Now we can, with our word games, do our best minimise indeterminacy. This is what legal language is meant to do, by convention eliminating metaphor, slang and informal constructions; generally sacrificing elegance for certainty. Where there remains potential ambiguity, legal language tries to further diminish with definitions.
But even there, the best we can hope for is that our static document can describe the order, state and function of a simple system. It is beyond the power of any algorithm to describe a complex system.
We start, therefore, in a place where “the only certainty is doubt”.
Carry on, chaps.
- Mine was especially mellifluous: Hello, Professor Rowe, if you are reading, 32 years later!
- Often unjustifiably. See: estoppel by waiver.
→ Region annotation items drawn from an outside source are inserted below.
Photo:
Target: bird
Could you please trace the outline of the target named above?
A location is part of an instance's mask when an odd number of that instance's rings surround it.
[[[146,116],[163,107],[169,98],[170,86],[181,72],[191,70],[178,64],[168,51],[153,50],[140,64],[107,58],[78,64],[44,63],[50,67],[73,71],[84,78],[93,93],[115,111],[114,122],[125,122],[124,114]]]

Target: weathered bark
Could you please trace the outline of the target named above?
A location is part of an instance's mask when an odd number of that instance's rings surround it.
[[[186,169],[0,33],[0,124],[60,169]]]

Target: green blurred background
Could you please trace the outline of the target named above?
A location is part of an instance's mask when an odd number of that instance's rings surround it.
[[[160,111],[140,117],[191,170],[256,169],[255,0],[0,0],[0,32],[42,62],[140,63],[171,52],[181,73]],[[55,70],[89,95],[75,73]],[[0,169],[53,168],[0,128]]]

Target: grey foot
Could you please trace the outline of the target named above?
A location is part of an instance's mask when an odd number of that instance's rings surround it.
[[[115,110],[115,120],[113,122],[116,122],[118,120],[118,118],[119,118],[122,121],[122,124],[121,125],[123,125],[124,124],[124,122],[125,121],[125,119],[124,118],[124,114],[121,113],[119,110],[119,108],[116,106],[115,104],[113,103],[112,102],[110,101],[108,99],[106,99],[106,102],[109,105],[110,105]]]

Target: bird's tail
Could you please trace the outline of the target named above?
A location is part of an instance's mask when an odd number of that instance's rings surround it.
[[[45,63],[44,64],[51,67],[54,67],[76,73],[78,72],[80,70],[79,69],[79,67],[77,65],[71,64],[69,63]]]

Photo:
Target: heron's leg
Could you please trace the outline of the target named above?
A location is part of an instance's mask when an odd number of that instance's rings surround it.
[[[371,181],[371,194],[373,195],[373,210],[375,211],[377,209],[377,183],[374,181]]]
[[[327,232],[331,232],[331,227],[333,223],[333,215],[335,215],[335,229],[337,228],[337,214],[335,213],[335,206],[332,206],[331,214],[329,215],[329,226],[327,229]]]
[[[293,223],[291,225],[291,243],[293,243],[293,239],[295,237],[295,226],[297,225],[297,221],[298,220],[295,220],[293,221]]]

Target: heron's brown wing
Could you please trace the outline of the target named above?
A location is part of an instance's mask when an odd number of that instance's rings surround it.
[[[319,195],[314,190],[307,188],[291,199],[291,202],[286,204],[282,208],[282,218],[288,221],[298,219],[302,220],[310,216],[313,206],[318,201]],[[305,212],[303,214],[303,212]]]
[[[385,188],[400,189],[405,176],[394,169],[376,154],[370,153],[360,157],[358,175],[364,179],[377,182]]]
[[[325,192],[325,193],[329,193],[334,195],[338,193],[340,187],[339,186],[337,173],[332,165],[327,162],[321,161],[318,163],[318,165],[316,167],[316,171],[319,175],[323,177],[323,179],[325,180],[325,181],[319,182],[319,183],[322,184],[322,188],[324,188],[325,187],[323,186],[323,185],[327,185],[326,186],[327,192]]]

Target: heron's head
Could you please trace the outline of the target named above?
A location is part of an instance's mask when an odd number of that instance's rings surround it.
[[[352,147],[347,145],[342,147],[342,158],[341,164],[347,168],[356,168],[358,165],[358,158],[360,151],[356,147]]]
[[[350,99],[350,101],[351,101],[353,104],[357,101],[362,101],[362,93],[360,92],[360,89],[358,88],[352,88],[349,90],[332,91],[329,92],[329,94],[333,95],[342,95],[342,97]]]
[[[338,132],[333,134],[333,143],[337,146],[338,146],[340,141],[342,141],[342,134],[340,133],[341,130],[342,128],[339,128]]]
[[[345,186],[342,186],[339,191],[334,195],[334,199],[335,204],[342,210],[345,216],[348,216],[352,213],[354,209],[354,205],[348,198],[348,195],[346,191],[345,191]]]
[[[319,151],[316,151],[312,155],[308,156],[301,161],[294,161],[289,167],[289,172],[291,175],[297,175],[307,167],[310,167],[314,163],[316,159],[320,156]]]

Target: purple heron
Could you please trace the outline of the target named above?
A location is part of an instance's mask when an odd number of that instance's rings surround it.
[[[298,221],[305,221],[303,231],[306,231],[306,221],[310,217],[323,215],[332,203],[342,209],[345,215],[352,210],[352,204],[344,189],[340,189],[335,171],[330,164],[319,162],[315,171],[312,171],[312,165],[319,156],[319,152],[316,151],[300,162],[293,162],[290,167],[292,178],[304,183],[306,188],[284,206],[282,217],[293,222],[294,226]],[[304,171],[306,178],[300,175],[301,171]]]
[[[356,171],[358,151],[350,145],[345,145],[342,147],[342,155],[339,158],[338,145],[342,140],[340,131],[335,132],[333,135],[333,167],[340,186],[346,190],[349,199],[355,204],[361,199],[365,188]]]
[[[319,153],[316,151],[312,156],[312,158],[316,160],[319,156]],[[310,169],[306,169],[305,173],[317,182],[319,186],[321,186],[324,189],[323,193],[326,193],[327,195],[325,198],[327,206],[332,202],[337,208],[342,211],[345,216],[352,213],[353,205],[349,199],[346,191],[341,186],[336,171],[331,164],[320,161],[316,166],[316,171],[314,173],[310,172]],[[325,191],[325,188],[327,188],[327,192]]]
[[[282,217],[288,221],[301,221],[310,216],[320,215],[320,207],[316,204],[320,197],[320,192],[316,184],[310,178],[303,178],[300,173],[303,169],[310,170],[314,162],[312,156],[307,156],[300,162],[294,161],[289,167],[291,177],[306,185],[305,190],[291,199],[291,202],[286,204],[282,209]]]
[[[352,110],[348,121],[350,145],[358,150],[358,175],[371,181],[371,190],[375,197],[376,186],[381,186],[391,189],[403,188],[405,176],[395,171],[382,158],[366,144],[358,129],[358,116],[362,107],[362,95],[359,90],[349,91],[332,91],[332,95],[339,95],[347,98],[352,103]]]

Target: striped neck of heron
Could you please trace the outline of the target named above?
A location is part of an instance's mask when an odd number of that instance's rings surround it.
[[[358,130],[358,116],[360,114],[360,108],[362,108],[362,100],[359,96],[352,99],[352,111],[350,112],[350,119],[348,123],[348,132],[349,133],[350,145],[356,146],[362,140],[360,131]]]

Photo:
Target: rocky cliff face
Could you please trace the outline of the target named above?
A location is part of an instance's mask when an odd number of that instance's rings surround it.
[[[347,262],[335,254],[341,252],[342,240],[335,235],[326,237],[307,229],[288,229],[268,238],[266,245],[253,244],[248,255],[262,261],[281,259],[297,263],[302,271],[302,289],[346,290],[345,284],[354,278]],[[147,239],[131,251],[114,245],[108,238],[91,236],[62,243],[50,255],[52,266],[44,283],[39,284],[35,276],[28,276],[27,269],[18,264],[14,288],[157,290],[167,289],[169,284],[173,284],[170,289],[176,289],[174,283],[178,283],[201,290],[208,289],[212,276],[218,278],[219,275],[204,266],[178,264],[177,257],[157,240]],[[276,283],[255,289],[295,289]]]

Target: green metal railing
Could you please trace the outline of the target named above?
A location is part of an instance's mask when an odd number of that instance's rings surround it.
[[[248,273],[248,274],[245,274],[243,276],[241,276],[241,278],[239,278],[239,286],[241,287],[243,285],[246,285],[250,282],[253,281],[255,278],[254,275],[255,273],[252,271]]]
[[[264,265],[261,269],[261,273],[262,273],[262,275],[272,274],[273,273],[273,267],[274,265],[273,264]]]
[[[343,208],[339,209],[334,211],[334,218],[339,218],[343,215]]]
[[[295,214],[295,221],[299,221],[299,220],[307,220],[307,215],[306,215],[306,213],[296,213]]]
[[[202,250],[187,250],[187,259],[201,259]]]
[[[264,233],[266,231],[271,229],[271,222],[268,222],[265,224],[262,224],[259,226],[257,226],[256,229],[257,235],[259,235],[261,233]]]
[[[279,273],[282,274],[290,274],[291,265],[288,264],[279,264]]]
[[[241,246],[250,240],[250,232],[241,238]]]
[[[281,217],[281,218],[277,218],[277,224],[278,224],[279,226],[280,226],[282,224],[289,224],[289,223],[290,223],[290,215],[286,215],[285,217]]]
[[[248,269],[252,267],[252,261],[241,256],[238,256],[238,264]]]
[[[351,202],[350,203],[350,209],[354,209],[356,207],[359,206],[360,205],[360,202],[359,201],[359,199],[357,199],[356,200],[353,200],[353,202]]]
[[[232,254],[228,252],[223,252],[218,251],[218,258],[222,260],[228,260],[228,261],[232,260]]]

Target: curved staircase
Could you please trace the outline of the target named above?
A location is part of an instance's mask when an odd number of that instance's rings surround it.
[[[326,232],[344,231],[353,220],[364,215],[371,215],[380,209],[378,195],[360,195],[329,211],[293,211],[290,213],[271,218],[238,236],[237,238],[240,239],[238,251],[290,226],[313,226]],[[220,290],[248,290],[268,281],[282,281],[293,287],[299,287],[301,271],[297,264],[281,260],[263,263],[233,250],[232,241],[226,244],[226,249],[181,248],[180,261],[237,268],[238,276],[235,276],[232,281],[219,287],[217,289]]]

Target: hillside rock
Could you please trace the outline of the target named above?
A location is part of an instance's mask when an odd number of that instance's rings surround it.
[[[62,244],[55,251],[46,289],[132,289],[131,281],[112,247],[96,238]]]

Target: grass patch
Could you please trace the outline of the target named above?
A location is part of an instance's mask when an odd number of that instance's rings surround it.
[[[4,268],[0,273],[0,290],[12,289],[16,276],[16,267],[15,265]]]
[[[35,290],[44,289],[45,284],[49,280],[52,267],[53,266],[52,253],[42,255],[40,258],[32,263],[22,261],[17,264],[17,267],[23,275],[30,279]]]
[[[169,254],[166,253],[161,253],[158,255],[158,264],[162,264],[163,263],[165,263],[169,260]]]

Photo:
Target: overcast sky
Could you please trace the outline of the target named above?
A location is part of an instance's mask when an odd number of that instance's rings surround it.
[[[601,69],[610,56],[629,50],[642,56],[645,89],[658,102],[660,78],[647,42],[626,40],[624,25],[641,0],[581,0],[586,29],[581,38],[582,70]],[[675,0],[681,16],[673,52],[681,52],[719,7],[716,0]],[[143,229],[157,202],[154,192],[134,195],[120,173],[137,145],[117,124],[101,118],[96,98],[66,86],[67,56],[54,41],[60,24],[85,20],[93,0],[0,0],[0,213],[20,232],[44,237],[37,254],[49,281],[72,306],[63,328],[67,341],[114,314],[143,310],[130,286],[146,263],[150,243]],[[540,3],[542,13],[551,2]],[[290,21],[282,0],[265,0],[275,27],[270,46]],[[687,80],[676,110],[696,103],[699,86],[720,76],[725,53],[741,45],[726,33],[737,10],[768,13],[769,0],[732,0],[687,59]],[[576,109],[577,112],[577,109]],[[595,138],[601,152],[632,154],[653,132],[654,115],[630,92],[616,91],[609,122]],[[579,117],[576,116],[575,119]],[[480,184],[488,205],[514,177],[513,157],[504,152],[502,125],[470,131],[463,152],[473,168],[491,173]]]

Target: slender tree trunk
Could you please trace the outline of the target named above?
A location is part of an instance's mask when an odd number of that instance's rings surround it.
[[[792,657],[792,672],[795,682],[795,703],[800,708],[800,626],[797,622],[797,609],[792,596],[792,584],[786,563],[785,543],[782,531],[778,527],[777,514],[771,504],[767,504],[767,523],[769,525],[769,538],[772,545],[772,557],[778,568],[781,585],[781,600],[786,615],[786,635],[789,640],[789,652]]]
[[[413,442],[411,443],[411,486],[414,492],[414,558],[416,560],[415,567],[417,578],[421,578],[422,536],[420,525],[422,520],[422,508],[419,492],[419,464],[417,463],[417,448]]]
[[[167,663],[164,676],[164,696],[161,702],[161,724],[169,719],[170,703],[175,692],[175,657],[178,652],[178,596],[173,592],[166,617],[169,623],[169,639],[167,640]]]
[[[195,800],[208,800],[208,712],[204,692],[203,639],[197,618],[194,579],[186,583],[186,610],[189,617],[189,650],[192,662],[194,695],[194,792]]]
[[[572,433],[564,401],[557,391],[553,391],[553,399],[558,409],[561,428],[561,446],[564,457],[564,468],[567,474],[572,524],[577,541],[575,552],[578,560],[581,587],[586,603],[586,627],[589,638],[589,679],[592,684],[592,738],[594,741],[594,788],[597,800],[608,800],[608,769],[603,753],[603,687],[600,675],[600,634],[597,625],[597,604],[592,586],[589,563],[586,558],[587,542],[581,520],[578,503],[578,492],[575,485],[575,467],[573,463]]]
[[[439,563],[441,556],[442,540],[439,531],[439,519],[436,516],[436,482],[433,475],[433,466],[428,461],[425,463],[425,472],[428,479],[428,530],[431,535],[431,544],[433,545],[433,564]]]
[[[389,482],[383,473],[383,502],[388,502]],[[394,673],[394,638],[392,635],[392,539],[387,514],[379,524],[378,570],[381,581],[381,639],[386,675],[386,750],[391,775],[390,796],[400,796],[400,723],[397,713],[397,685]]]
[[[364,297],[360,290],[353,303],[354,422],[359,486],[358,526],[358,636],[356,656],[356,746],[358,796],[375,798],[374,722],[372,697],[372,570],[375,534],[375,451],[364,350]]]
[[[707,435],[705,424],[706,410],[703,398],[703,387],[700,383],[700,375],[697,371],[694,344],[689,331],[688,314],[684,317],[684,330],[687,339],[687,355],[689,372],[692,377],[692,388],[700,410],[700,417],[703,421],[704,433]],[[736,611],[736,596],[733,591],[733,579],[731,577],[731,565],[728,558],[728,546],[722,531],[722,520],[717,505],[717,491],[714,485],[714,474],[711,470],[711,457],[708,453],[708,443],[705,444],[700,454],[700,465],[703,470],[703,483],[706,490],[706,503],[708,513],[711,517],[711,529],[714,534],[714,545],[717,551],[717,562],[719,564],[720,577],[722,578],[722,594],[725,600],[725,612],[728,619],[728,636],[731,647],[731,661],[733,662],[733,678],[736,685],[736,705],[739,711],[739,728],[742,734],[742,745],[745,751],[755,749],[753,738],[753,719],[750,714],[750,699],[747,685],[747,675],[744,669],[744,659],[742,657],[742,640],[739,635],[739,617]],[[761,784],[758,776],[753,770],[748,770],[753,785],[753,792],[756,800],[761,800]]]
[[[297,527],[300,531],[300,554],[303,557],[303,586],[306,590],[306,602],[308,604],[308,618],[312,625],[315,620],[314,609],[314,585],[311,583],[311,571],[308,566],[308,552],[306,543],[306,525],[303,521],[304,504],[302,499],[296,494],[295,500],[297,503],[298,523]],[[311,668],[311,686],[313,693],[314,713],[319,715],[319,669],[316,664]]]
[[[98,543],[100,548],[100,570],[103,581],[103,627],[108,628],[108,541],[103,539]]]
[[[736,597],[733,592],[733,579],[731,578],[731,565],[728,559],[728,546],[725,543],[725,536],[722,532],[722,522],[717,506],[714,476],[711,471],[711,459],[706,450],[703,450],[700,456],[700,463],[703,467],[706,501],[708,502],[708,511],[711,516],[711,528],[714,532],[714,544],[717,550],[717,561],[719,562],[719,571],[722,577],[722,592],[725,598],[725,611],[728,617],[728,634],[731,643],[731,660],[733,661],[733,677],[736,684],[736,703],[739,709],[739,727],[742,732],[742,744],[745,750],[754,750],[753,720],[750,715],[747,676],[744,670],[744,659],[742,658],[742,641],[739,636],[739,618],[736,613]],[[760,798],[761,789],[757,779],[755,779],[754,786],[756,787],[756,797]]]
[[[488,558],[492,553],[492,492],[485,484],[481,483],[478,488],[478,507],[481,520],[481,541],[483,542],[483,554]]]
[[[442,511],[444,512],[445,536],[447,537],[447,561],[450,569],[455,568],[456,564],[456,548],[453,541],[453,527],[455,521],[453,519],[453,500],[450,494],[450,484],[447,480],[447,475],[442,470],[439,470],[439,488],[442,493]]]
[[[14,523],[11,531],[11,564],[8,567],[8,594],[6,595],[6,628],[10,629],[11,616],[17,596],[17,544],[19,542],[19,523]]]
- There is an echo of Chuck Prince’s notorious statement here, I realise.
- Much more likely, it won’t say you can’t, which doesn’t really help anyone.
- Note here, recent efforts by the English courts to entrench the lawyer’s role in commercial negotiations through no oral modification clauses.
- Tic-tac-toe to you, my American friends. The same will, in theory, one day be true of chess and go — but the calculations are exponentially harder.
- Anti-lock breaks, seatbelts, speed limits, cycle helmets, ski helmets, skydiving safety equipment: https://en.wikipedia.org/wiki/Risk_compensation.
- An evaluation of the Laweiplein scheme in Drachten, Netherlands, which replaced a set of traffic lights with an open square with a roundabout and pedestrian crossings, found that traffic now flows more freely at a constant rate and with reduced congestion, shorter delays and improved capacity.
- For an excellent argument along these lines see David Graeber, Debt: The First 5,000 Years
- Richard Rorty: Contingency, Irony, and Solidarity.
- Note: not false, but incoherent. Meaningless. Impossible to consistently articulate.